These shakedowns are to be expected. I mean after all, this is prison. But the interview tactics was out of line! As we all sat in the gym, DOC conducted interviews with everyone. Or should I say, they interrogated everyone.
As soon as I walked in the little office, the lead investigator looked at me from above his glasses and simply said, “Sit down!”
I said, “Yes sir” and sat.
He asked, “Are there drugs in the unit?”
I said, “I’m sure there is. This is prison.”
He asked, “Who has them?”
I said, “I don’t know. I’m not in that scene.”
He said, “Don’t lie to me. You live in that unit and you know where its at!”
I said, “Sir, I understand your position and objective. But I can’t tell you what I don’t know.”
He responded, “So if you knew, you’d tell me?”
That’s when I got philosophical with him. I said, “What’s done in the darkness will eventually be brought to light. Guys that come in here and tell, eventually get exposed. And that in itself presents a whole host of problems that often turns out worse than a guy sitting in his cell getting high.”
He says nothing as he jots down notes on his pad.
I continue, “So with all due respect, let’s just focus on me and what I’m doing.”

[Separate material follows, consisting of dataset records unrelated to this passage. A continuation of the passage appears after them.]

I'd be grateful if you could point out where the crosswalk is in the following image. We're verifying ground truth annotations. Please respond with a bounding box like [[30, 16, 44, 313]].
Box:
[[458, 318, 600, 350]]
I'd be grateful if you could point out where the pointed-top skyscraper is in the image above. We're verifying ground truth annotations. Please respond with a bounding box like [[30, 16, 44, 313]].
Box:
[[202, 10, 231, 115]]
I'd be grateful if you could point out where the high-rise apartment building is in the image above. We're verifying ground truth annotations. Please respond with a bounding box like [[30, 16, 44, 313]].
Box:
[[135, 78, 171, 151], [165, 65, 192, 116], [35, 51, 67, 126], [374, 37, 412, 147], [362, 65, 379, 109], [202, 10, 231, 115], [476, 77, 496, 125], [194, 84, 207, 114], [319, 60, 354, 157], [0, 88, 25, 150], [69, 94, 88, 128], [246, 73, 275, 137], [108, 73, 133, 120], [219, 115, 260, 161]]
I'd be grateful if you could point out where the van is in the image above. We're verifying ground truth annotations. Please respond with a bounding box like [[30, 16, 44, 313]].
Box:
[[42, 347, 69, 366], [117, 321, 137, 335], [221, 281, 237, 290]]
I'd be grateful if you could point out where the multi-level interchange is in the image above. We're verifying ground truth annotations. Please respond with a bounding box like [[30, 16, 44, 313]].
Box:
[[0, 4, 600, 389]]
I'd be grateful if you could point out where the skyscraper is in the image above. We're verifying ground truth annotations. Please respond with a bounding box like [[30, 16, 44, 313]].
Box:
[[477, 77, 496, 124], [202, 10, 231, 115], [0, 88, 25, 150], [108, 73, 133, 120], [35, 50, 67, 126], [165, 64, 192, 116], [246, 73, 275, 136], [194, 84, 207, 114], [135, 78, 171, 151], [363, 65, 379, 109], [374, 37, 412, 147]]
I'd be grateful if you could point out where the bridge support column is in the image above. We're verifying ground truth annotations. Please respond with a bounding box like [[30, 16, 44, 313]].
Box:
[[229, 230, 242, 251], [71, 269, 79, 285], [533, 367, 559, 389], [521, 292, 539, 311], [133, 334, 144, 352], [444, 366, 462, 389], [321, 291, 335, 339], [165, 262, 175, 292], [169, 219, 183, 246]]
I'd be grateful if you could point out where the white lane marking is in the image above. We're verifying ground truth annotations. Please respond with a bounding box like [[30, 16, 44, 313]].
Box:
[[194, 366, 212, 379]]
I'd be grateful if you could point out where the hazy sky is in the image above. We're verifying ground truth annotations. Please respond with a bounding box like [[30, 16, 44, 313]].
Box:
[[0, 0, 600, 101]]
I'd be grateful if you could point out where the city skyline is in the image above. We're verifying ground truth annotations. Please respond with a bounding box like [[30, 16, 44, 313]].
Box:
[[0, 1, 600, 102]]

That’s when he says, “You’re getting high. I’m ordering that extra attention be paid to your cell. I’m also ordering that you get tested for drug use.”
I’m thinking, man, this dude is hardcore! I feel myself taking offense. Then all of a sudden, The Four Agreements pop into my head. I remember the second agreement: DON’T TAKE ANYTHING PERSONALLY.
At that moment I start to relax and realize this guy is just doing his job and he views me as a number. He doesn’t care about me or my journey. He’s just doing his job and I just so happen to be within his line of work. That’s it. Nothing more, nothing less.
He quickly snaps back, “That doesn’t mean anything!”
I quietly say, “To me it does.”
Then he asks, “Who do you run with?”
I reply, “No one. But I associate with all types of people.”
“Does that include the White Boys?” he asks.
It would be so easy to be a smart-allic to this guy, and at times I’m tempted. But I stay composed and answer his questions as he attempts to put his own twist on things.
I say, “Yes. And it includes my Black friends, my Native American friends, my Asian friends, and my Mexican friends.”
As he’s interrogating me, he’s looking at a computer screen, reading some type of inaccurate information on me. At least I assume it’s inaccurate, based on his line of questioning.
He asks me, “Do you sit with all these different races in the chow hall?”
I tell him, “Yes.”
He asks me, “How do the White Boys feel about that?”
I tell him, “I’ve never went around asking, but I assume it’s just like anything else in life…some hate it, some like it, and some don’t care.”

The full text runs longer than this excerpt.